Fig. 6. Tissue contributions to the self-organizing map.

Each tissue’s contribution to the overall self-organizing map (SOM), showing the average log counts per million for genes mapping to each SOM unit. Bold lines mark the boundaries of k-medoid clusters, of which clusters 1 and 3 (see inset from Fig. 5D, where numbers correspond to cluster numbers, and Table 3) show patterns that differentiate cranial appendage (cattle horn and deer antler) tissues from outgroup pig skin, cartilage, and bone. Heat scale is log counts per million; gray units had zero counts per million for that tissue and species. Figure panels display 2-month-old cattle horn bud (2 mo), 4-month-old cattle horn bud (4 mo), bulk deer antler tip (Ant), bulk deer antler pedicle (Ped), isolated deer antler mineralized cartilage (MC), isolated deer antler cartilage (CA), isolated deer antler transition zone (TZ), isolated deer antler pre-cartilage (PC), isolated deer antler reserve mesenchyme (RM), and control cartilage (Cart), skin (Skin), and bone (Bone) unrelated to cranial appendages.

Fig. 7. Schematic representation of tissue comparisons and analyses for transcriptomic homology assessment.

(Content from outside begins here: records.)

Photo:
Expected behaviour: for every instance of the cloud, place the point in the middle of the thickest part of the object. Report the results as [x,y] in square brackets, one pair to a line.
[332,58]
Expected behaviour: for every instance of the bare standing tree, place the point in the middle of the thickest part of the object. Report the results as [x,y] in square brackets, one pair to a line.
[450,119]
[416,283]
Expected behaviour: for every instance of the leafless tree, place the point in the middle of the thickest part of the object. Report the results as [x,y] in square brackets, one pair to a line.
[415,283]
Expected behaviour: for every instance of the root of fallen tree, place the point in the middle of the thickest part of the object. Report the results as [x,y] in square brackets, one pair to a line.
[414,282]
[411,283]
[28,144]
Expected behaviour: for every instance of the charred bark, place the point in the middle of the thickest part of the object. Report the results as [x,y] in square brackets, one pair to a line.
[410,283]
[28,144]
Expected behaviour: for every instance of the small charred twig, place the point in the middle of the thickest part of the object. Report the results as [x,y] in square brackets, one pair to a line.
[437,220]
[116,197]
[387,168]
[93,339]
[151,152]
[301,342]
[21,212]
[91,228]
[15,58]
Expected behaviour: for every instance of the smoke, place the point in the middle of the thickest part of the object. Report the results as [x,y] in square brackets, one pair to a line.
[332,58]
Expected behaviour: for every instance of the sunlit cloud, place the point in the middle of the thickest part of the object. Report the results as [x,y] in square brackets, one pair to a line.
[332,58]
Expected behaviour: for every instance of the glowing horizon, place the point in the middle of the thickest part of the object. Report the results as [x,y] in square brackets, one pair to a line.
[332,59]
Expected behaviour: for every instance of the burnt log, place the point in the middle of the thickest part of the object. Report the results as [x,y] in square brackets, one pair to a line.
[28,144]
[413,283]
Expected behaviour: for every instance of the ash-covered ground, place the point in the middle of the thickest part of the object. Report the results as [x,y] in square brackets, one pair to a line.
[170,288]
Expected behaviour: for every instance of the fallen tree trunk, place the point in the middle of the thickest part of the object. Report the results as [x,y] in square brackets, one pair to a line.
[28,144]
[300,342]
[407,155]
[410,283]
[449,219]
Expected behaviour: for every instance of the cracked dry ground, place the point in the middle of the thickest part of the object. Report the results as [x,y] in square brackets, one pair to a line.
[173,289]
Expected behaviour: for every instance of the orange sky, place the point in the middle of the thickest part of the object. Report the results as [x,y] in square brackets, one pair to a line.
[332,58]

Homology assessments followed three core steps: 1. Gene expression, tissue specificity, and gene set ranking determined for each test tissue. Bars above or below the line here represent hypothetical gene expression patterns (not based on actual data). 2. Results compared between cranial appendage tissues and within-species test controls (cattle skin or deer skin and bone) to identify significant genes that distinguish cranial appendages from these tissues, here highlighted in dark gray. 3. Homology evaluated by comparing distinct genes from step 2 (represented in circles) across species; genes that were similar in cattle horn and deer antler, but differed from outgroup pig skin, cartilage, and bone, were evidence of homology. A: 2-month-old cattle horn bud, B: 4-month-old cattle horn bud, C: test control tissues (cattle skin; deer skin and bone; pig skin, bone, and cartilage), D: bulk deer antler tip, E: bulk deer antler pedicle, F: isolated deer antler mineralized cartilage, G: isolated deer antler cartilage, H: isolated deer antler transition zone, I: isolated deer antler pre-cartilage, J: isolated deer antler reserve mesenchyme.